If you haven’t heard of them (where have you been?), they’re a company based in Virginia in the USA, who started out selling Lego Mindstorms kits and accessories, and gradually moved over to Arduino and Raspberry Pi products.

I already knew of John and the company from listening to the interview over at RasPi.Today.

John got in touch asking if I’d like to check out their GoPiGo kit – a complete robot package for the Raspberry Pi, which of course I accepted! So, let’s take a look…and don’t forget, this is up for grabs as well to one lucky subscriber!

What’s in the box?

Inside this box, is everything you need to help your Pi escape a life of stationary misery!

The GoPiGo box

The GoPiGo box


Taking all the parts out of the box shows you the main components of the robot – a good sized acrylic chassis, the main PCB (where all the magic happens) and the wheels & motors – along with the various fixings and battery components:

GoPiGo parts laid out on a table

All the parts laid out and ready to assemble

BuildPiBuild

Just like the last robot review I published, I thought it would be fun to film an intro to the kit and a time-lapse of me building it. I had to cut the filming half way because, as usual, my nail-less fingers struggled to remove the acrylic backing paper!

 


The build itself was mostly straight forward, and didn’t need anything more than a cross-head screwdriver.


I found the motors a little tricky to mount to the chassis, as the tiny nuts need tiny hands to hold in place, and of course that acrylic backing paper is a challenge if you have no fingernails like me!
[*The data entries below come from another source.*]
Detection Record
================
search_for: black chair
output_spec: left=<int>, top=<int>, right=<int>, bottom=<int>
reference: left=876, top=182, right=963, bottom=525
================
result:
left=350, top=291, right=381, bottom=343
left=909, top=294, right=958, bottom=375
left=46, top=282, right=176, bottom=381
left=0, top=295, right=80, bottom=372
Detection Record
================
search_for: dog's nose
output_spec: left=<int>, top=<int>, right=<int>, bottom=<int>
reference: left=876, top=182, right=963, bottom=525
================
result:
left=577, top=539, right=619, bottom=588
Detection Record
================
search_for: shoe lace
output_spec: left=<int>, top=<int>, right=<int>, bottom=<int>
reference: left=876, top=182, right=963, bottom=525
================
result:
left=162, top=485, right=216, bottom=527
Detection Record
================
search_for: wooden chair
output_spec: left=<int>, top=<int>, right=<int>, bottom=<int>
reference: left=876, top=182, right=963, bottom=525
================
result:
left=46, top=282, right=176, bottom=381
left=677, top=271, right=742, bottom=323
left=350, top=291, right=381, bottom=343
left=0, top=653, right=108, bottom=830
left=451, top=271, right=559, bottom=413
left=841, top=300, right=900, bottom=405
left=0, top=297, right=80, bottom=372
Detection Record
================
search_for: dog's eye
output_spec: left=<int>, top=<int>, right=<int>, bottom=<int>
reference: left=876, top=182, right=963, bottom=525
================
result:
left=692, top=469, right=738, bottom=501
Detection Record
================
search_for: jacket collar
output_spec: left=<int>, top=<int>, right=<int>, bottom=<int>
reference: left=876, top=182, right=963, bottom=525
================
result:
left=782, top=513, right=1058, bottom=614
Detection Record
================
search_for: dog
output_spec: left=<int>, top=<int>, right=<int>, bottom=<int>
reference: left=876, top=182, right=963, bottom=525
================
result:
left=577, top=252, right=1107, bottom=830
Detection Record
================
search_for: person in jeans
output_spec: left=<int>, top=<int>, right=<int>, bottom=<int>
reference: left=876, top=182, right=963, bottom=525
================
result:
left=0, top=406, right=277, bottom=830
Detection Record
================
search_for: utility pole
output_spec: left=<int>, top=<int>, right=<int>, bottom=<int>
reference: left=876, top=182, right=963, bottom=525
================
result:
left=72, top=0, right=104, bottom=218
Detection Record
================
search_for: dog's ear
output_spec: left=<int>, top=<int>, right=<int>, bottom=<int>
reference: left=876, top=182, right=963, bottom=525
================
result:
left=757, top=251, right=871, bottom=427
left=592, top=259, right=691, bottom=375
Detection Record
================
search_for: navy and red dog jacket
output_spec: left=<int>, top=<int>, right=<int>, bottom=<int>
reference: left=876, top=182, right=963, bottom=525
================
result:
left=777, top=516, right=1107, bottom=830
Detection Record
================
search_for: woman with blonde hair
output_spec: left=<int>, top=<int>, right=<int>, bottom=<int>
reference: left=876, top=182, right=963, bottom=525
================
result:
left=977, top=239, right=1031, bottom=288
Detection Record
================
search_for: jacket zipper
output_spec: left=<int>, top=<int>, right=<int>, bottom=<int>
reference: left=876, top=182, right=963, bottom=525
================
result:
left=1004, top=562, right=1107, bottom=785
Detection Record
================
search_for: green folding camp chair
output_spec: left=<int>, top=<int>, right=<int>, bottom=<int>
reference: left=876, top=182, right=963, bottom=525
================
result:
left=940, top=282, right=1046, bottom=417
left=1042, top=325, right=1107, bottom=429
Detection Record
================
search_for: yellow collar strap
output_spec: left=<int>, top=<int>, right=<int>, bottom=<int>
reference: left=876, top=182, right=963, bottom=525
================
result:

Other than that it was easy to follow the step by step instructions on the GoPiGo website (they also have an assembly video to follow).


Features

I think the most important thing to cover is the features that the robot PCB offers – as that’s where most of the fun stuff will happen.

It’s easy to assume that all of the various robot kits on the market are the same because they do tend to have a similar construction and look – but if you look a little closer they all seem offer something unique.

Dexter Industries have an excellent PCB diagram showing you what’s included, so let’s take a look at that:

GoPiGo PCB top view

GoPiGo PCB rear view

See – lots going on!

Don’t be intimidated – there’s a lot of things here that you COULD use (if you’re already a clever type) however the great thing about kits like this is that you can just focus on getting the robot moving – then one step at a time challenge yourself to learn a new function, such as the front mounted LEDs, line sensors or even a servo on the front.

The unique features I like on this robot are the optical encoders and Grove connectors. The encoders interest me simply because I haven’t yet played with a kit that has had these included before – so that opens a whole new area of learning for me (watch this space).

The Grove connectors are a clever idea too – offering an easy way to add any of the wide range of Grove components you can find easily in places like Maplins.